Recommendations from The Housing Commission suggest substantial changes. These include transitioning to cost rental housing, where rents are based on the cost of provision, management, and maintenance, rather than market rates. This system, it suggests, would be managed by public and non-profit sector organisations to ensure long-term affordability.

The Commission also proposes that replacing the current RPZ system with a ‘reference rents’ model, pegging rent increases to local benchmarks and considering factors like management costs and household incomes. This, it contends, would unlock greater certainty for both landlords and tenants.

Speaking with the Housing Ireland Magazine, Minister for Housing, Local Government and Heritage, Darragh O’Brien TD reflects on these suggested changes within The Housing Commission’s report.

“The RPZs had a sunset clause. I inherited the RPZs. They had a rental increase ceiling of 4 per cent and when I came in [as Minister], I changed it to 2 per cent.

“The reason I extended the RPZs for one year is because we are in the middle of the Review of the Private Residential Rental Sector. They [RPZs] were due to end at the end of this year [2024]. I did not want a cliff edge, so we put it onto the end of 2025 to give certainty for the renter.

“The recommendations from The Housing Commission are interesting. I know some commentators gave them a guarded welcome and said they would be complicated and there is a complexity in relation to tagging rents in different areas. It is something that deserves consideration and I am going to be asking to be included in the Review of the Private Residential Rental Sector because it will be the next government who will make the decisions around what replaces RPZs.

“But what I really did not want was RPZs to just end this year and then anyone could set rents at any level. I announced it [the extension] in early May [2024] so that tenants and landlords are abundantly clear that the status quo remains until 2025. That is the right way to do it.”

Sinn Féin housing spokesperson, Eoin Ó Broin believes that The Housing Commission’s “critique of rent pressure zones is very well made”.

“It is something we have been arguing for a long time. Their talk of reference rents is interesting; it is a little bit different to our alternative proposal. As you know, we have proposed a ban on rent increases for three years, and then linking all rents to an index. But reference rents are baked into our proposals in terms of how you would set the rents for new properties coming into the market.”
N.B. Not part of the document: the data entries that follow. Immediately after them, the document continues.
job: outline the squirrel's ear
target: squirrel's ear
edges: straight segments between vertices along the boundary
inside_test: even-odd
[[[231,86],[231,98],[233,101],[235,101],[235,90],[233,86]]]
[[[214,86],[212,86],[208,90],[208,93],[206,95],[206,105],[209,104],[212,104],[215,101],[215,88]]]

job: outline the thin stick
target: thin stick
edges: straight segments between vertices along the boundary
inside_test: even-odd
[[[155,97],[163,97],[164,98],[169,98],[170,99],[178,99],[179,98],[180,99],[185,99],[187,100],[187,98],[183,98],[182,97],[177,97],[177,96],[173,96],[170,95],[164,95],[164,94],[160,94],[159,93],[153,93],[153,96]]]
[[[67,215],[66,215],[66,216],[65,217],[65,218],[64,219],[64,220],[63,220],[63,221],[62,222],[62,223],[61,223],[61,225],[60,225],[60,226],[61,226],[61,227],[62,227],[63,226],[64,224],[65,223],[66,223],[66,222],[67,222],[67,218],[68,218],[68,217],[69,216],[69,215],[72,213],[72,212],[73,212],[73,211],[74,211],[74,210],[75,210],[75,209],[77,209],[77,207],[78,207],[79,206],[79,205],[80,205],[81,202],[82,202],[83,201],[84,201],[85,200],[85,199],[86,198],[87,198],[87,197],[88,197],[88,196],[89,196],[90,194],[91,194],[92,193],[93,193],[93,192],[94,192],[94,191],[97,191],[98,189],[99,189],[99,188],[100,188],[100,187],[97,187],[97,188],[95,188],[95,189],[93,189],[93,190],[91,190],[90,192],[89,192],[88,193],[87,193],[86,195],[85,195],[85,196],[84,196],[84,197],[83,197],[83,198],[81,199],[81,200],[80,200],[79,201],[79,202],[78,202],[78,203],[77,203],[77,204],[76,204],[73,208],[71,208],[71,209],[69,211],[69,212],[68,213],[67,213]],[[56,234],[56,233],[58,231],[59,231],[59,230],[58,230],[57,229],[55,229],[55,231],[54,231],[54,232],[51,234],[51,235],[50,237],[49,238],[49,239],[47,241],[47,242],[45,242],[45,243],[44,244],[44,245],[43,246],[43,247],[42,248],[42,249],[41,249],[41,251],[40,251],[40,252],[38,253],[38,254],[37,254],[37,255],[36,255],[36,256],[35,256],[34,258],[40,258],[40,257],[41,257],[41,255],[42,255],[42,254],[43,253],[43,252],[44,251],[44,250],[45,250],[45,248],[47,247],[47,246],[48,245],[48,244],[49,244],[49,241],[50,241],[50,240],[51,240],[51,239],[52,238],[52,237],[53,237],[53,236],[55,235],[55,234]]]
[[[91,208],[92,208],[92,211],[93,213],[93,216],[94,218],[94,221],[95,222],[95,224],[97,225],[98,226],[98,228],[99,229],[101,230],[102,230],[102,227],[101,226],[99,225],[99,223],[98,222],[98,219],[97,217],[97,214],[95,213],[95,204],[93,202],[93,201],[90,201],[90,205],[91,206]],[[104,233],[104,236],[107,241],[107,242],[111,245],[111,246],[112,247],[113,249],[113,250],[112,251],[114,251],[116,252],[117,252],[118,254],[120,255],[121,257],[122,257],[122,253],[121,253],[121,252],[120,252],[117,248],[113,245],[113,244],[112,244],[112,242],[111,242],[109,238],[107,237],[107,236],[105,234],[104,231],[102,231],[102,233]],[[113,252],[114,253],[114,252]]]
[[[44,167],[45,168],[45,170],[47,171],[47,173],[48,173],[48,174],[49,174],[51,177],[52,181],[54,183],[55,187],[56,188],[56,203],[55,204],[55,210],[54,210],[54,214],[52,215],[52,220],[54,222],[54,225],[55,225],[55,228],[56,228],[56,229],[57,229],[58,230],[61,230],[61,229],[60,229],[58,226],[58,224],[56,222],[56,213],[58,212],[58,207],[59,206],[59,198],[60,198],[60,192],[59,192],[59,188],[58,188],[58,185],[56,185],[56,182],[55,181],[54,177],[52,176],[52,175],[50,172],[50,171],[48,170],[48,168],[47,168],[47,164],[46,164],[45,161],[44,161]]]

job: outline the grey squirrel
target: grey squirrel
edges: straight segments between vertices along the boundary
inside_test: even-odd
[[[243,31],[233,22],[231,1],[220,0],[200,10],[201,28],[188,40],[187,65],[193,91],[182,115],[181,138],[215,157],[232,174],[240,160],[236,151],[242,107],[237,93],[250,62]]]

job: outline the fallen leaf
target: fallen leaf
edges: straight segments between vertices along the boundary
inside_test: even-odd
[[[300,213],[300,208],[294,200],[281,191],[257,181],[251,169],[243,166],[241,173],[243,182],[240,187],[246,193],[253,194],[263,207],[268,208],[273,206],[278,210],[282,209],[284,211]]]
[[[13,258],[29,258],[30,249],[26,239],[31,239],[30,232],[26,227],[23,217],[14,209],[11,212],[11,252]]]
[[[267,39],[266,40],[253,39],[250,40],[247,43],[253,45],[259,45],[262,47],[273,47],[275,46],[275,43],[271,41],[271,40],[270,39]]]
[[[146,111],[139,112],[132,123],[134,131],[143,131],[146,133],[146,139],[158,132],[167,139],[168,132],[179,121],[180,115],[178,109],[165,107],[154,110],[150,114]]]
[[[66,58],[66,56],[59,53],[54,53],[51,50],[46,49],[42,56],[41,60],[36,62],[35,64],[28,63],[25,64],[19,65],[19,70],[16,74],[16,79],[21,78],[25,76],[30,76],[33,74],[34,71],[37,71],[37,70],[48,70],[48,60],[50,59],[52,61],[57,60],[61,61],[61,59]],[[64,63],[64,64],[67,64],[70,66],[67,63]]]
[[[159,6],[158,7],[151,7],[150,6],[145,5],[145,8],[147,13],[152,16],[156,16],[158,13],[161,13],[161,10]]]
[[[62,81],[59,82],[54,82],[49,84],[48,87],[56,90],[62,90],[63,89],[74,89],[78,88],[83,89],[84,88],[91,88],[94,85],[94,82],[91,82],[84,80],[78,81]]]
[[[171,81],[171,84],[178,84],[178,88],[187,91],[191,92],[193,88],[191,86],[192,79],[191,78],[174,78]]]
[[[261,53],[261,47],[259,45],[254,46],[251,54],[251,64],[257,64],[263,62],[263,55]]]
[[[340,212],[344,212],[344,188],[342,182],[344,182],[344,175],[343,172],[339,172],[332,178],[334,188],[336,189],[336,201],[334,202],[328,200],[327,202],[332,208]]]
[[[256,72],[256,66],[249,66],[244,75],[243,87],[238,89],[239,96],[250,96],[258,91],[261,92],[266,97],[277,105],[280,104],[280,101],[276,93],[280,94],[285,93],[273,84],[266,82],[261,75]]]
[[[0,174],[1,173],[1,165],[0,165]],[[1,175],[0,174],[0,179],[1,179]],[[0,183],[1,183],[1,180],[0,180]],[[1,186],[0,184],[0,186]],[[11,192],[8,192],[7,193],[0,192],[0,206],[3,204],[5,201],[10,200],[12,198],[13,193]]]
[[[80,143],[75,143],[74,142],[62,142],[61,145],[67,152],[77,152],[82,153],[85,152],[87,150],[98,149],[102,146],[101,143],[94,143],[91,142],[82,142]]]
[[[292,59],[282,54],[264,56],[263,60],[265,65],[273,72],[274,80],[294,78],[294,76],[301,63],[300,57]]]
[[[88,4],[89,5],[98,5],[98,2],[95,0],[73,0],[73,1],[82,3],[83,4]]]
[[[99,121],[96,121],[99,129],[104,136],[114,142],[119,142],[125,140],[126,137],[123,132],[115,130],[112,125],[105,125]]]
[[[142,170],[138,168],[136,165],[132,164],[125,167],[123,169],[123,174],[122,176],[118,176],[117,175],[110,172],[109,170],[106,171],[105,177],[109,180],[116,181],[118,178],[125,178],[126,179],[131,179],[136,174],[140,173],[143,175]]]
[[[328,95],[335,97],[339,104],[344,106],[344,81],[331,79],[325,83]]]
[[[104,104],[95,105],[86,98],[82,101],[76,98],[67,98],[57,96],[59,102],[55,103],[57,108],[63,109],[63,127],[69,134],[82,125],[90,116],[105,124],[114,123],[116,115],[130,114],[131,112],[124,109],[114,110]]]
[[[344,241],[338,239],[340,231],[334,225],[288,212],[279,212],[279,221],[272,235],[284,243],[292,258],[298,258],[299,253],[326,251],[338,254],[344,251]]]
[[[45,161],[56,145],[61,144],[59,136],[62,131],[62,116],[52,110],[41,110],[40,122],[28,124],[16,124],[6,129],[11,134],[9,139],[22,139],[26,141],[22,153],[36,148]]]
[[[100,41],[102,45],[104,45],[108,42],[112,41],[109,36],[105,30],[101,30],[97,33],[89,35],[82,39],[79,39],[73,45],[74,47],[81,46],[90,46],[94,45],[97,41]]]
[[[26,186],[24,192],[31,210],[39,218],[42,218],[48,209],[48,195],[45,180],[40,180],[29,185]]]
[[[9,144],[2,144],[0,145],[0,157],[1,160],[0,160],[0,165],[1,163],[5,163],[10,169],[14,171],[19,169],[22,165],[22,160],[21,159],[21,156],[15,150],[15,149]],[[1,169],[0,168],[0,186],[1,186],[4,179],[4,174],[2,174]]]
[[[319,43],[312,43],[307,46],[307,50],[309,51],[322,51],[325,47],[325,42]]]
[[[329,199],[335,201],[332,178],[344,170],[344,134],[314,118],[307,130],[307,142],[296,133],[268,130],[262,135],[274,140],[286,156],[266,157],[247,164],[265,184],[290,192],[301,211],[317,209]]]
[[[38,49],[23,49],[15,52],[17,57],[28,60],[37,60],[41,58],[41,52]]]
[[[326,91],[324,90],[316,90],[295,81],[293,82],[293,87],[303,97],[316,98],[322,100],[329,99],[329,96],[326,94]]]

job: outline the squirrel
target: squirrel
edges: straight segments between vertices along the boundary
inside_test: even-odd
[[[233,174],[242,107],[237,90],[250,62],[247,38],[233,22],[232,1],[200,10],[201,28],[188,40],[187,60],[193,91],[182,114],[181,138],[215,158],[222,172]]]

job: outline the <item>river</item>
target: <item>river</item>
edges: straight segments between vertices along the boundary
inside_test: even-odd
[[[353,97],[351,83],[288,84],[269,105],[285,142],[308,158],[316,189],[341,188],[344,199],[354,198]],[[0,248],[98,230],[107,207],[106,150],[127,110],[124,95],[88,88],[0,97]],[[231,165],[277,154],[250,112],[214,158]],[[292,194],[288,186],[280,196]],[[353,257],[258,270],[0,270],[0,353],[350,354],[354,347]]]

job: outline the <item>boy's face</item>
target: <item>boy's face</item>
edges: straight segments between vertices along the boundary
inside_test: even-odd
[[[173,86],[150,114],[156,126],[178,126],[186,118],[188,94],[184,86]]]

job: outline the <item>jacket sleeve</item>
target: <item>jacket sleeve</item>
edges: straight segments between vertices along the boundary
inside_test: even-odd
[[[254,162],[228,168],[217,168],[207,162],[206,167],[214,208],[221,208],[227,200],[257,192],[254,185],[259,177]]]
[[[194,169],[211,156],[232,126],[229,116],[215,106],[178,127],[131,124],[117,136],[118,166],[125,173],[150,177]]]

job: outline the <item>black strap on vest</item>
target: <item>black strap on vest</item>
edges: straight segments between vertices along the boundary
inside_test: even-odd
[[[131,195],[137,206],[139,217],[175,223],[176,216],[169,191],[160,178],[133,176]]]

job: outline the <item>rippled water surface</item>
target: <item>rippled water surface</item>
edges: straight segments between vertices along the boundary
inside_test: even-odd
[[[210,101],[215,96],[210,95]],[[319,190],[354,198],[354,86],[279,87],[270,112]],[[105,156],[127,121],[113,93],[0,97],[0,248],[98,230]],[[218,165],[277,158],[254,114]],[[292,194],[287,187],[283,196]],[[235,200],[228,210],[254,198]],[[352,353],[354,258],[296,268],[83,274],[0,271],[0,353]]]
What is a Rent Pressure Zone?

A Rent Pressure Zone (RPZ) is a designated area where rental increases are capped to protect tenants from sharp rent increases. In these zones, rent increases are limited to either the general rate of inflation or 2 per cent per year; whichever is lower. Initially, the rate was set to 4 per cent per annum.

This reduction applies to new and existing tenancies unless an exemption is granted, for instance, due to significant changes in the property’s nature. New rentals or properties that have not been rented in the past two years are exempt from RPZs. RPZs were to initially set to remain in place until 31 December 2024, however, on 14 May 2024, the Government agreed to extend the deadline until 31 December 2025.

Introduced in 2016, RPZs were part of the Residential Tenancies Act 2004, which prohibited rents above market rates and established mechanisms for dispute resolution, due to spiralling rental prices in certain areas.